Hamka menulis novel itu berdasar pada kisah nyata mengenai kapal Van Der Wijck yang berlayar dari pelabuhan Tanjung Perak, Surabaya, menuju Tanjung Priok, Jakarta, serta tenggelam di Laut Jawa, timur laut Semarang, pada 21 Oktober 1936. Peristiwa itu lalu diabadikan dalam sebuah monumen bersejarah bernama Monumen Van Der Wijck yang dibangun pada tahun 1936 di Desa Brondong, Kecamatan Brondong, Kabupaten Lamongan, sebagai tanda terima kasih masyarakat Belanda pada para nelayan yang sudah banyak membantu ketika kapal itu tenggelam. Serta Hamka mengabadikannya dalam sebuah novel.
Meskipun peristiwa tenggelamnya kapal Van Der Wijck itu benar-benar terjadi, cerita yang ditulis Hamka dalam novel itu tentu saja fiksi belaka. Seperti umumnya karya sastra yang baik dibangun di atas serpihan kejadian nyata, Hamka juga mengolah tragedi yang memilukan itu dalam cerita fiksi yang diberi badan peristiwa konkret dengan plot yang apik sehingga imajinasi pembacanya mempunyai pijakan di dunia faktual. Karakter utamanya (Zainuddin, Hayati, serta Aziz) seakan pribadi-pribadi yang benar-benar hidup serta mewakili potret kaum muda pada saat itu ketika mereka bertemu dengan arus perubahan sementara kakinya berdasar pada adat serta tradisi.

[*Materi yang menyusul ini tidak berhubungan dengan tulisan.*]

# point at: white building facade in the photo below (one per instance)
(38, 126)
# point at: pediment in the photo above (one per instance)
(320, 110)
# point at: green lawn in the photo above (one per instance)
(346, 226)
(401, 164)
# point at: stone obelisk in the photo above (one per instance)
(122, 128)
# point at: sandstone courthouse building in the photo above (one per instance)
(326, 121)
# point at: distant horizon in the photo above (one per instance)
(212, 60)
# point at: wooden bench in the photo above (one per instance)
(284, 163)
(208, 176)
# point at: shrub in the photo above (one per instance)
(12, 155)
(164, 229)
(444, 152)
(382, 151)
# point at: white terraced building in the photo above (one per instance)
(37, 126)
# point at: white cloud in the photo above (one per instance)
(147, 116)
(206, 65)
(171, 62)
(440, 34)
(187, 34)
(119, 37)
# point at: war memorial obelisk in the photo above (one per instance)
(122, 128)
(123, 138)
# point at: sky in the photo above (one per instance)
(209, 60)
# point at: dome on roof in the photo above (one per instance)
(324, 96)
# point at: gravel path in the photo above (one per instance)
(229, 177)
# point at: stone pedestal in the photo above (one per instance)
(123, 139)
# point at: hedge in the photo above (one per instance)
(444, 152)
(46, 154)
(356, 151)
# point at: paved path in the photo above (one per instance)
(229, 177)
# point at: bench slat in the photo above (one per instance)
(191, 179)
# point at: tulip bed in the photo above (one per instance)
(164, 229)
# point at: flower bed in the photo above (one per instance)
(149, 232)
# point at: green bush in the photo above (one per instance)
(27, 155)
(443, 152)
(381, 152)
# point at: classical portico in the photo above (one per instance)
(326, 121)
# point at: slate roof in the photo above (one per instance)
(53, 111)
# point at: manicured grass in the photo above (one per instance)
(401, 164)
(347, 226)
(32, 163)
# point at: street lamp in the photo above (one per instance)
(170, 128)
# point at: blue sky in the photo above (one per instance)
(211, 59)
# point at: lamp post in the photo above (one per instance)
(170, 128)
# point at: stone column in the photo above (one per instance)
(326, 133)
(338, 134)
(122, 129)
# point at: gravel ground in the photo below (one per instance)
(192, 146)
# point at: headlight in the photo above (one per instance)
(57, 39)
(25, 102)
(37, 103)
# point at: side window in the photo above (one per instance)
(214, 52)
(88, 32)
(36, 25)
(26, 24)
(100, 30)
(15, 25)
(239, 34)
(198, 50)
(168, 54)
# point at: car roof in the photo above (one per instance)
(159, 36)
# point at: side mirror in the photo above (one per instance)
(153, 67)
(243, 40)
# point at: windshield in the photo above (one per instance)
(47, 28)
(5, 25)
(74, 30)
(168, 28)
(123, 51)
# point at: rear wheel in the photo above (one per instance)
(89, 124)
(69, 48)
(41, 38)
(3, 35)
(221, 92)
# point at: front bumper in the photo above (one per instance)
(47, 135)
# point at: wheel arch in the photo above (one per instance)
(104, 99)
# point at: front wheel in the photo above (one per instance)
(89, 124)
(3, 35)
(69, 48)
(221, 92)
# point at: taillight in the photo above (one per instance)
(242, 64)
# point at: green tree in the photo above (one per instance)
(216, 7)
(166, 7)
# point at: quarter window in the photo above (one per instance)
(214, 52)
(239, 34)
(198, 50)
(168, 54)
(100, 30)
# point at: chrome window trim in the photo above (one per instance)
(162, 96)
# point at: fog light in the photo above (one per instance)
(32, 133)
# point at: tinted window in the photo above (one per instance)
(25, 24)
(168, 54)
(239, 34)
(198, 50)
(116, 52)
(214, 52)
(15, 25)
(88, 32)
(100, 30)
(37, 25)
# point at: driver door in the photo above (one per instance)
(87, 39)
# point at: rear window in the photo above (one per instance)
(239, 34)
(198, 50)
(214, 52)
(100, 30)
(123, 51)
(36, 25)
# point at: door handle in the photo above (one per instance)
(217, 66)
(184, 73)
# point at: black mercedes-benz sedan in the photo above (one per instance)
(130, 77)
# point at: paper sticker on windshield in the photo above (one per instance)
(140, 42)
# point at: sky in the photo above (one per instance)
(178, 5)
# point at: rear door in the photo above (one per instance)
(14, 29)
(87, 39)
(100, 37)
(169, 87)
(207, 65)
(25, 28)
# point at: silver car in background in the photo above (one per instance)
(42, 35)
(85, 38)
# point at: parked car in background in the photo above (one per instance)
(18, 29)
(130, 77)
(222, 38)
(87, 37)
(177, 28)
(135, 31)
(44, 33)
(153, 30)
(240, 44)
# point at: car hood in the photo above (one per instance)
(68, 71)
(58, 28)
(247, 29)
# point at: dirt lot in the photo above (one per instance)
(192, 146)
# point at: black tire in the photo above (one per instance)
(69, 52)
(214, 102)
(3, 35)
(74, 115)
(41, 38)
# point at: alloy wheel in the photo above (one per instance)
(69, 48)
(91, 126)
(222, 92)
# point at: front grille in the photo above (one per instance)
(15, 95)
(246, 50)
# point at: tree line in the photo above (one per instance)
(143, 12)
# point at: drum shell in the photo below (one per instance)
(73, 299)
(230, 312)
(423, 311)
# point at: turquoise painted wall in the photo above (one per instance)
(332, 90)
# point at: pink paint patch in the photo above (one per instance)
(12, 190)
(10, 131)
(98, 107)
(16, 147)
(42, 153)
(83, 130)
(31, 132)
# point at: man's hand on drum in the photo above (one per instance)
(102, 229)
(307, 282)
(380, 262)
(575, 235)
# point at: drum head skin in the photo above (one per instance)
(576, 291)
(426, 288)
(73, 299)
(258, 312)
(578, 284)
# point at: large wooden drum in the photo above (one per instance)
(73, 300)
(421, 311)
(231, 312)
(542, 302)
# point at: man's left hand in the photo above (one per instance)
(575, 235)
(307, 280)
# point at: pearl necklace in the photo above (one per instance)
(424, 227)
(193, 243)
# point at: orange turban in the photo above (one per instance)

Siapa Zainudin dan Hayati?

Zainuddin hanya seorang pemuda miskin yang tak bersuku, karena ibunya berdarah Bugis dan ayahnya berdarah Minang, statusnya dalam masyarakat Minang yang matrilineal tidak diakui. Sedangkan Hayati adalah perempuan Minang santun keturunan bangsawan.

Kisah Tenggelamnya Kapal Van Der Wijck apakah nyata?

Ternyata tidak, Tenggelamnya kapal Van der Wijck ini adalah peristiwa nyata yang terjadi pada tahun 1936. Nama Van der Wijck berasal dari nama Gubermur Jenderal Hindia yang memerintah tahun 1839 hingga 1899. Gubernur tersebut bernama Jonkheer Carel Herman Aart Van Der Wijck.

Apa isi Sinopsis novel Tenggelamnya Kapal Van Der Wijck?

Novel ini mengisahkan persoalan adat yang berlaku di Minangkabau dan perbedaan latar belakang sosial yang menghalangi hubungan cinta sepasang kekasih hingga berakhir dengan kematian.

Bagaimana Kapal Van Der Wijck tenggelam?

Surat kabar Australia, The Queenslander yang terbit Kamis 22 Oktober 1936 turut memberitakan tenggelamnya Van der Wijck. Koran tersebut menyebut jika kapal sekonyong-konyong miring saat berada 64 kilometer barat daya Surabaya. Setelah itu hanya butuh enam menit hingga seluruh badan kapal tenggelam.